KEVIN HARRIS: OK. Next he says,

Theoretically, one could decide that God chose this wasteful, inefficient, and often quite brutal process in order to shape life in the direction he wanted it to go, although it certainly would raise some serious questions over what this says about a deity who would do it this way.

DR. CRAIG: And what that is raising is the problem of natural evil. This is not a scientific question anymore. He admits that God could guide the evolutionary process from the organisms in the primordial soup to man, but he says it would cause a lot of natural evil along the way. And that is in the province of the philosopher to discuss, and I have discussed it, for example, in Philosophical Foundations for a Christian Worldview, and it would lead us astray at this point to get into concerns of theodicy. But this is not a scientific point. It does nothing to undermine Keller's point of view.

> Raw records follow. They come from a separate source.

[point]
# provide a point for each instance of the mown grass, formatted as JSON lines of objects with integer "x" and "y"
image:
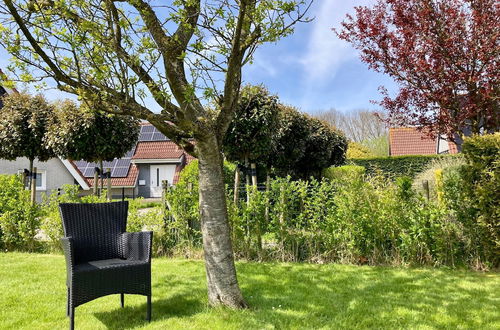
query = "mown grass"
{"x": 281, "y": 296}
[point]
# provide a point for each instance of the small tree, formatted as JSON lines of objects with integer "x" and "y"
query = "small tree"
{"x": 24, "y": 121}
{"x": 79, "y": 132}
{"x": 251, "y": 134}
{"x": 444, "y": 55}
{"x": 305, "y": 145}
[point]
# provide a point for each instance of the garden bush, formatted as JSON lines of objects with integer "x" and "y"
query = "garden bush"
{"x": 334, "y": 173}
{"x": 481, "y": 178}
{"x": 429, "y": 173}
{"x": 394, "y": 166}
{"x": 357, "y": 219}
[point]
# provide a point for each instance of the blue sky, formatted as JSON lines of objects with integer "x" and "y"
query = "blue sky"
{"x": 315, "y": 70}
{"x": 312, "y": 69}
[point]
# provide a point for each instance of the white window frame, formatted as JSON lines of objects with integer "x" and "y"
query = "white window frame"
{"x": 43, "y": 185}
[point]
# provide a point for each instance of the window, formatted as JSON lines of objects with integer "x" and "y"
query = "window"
{"x": 41, "y": 179}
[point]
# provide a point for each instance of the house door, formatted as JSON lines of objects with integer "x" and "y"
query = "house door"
{"x": 159, "y": 173}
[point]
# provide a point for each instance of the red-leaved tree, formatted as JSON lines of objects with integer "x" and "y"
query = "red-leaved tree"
{"x": 444, "y": 54}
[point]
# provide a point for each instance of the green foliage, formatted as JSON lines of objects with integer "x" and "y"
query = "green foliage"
{"x": 482, "y": 184}
{"x": 394, "y": 166}
{"x": 354, "y": 218}
{"x": 251, "y": 132}
{"x": 19, "y": 219}
{"x": 429, "y": 173}
{"x": 306, "y": 145}
{"x": 24, "y": 121}
{"x": 91, "y": 134}
{"x": 378, "y": 147}
{"x": 336, "y": 173}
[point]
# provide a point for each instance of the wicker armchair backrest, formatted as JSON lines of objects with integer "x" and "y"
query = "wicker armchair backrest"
{"x": 96, "y": 229}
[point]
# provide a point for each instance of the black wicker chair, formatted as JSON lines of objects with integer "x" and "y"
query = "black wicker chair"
{"x": 101, "y": 258}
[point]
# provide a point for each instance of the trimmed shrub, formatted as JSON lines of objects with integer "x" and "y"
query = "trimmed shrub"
{"x": 336, "y": 173}
{"x": 482, "y": 185}
{"x": 429, "y": 173}
{"x": 394, "y": 166}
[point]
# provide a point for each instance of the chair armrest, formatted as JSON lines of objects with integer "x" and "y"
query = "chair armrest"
{"x": 69, "y": 253}
{"x": 137, "y": 246}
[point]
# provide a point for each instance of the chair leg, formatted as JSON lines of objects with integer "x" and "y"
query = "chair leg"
{"x": 67, "y": 303}
{"x": 149, "y": 309}
{"x": 72, "y": 319}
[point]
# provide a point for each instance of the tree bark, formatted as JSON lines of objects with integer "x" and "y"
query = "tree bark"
{"x": 236, "y": 185}
{"x": 223, "y": 288}
{"x": 30, "y": 175}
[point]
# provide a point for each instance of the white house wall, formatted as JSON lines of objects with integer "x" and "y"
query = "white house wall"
{"x": 57, "y": 174}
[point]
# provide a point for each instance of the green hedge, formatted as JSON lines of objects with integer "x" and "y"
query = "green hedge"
{"x": 396, "y": 166}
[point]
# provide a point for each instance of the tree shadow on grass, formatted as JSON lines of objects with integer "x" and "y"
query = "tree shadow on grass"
{"x": 179, "y": 305}
{"x": 365, "y": 297}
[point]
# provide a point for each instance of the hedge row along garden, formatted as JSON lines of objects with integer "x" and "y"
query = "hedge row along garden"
{"x": 351, "y": 216}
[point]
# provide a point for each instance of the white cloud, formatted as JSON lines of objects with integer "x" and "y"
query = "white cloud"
{"x": 325, "y": 51}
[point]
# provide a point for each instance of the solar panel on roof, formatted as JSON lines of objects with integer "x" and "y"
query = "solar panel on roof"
{"x": 123, "y": 162}
{"x": 120, "y": 167}
{"x": 150, "y": 133}
{"x": 110, "y": 164}
{"x": 89, "y": 172}
{"x": 120, "y": 172}
{"x": 157, "y": 136}
{"x": 148, "y": 128}
{"x": 146, "y": 137}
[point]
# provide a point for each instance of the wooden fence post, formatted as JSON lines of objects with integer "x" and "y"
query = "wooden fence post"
{"x": 33, "y": 186}
{"x": 425, "y": 185}
{"x": 108, "y": 180}
{"x": 96, "y": 183}
{"x": 236, "y": 185}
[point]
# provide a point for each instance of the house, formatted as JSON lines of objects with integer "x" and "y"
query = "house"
{"x": 139, "y": 173}
{"x": 142, "y": 170}
{"x": 410, "y": 141}
{"x": 153, "y": 160}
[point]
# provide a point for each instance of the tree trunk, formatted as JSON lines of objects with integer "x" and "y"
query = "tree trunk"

KEVIN HARRIS: By the way, when it comes to wasteful and inefficient, that doesn't really apply to God who doesn't have to hold to waste and inefficiency. He's got unlimited resources.

DR. CRAIG: You know, you’re right. He does use the words “wasteful” and “inefficient” and that wouldn't be really applicable to God. Efficiency and marshaling one's resources are only values for someone who has limited time or limited resources which do not apply to God. Now, it would still involve the problem of evil. The idea of the brutality of the suffering along the way. But you are right, the elements of wastefulness and inefficiency simply fall out when you are dealing with a being like God.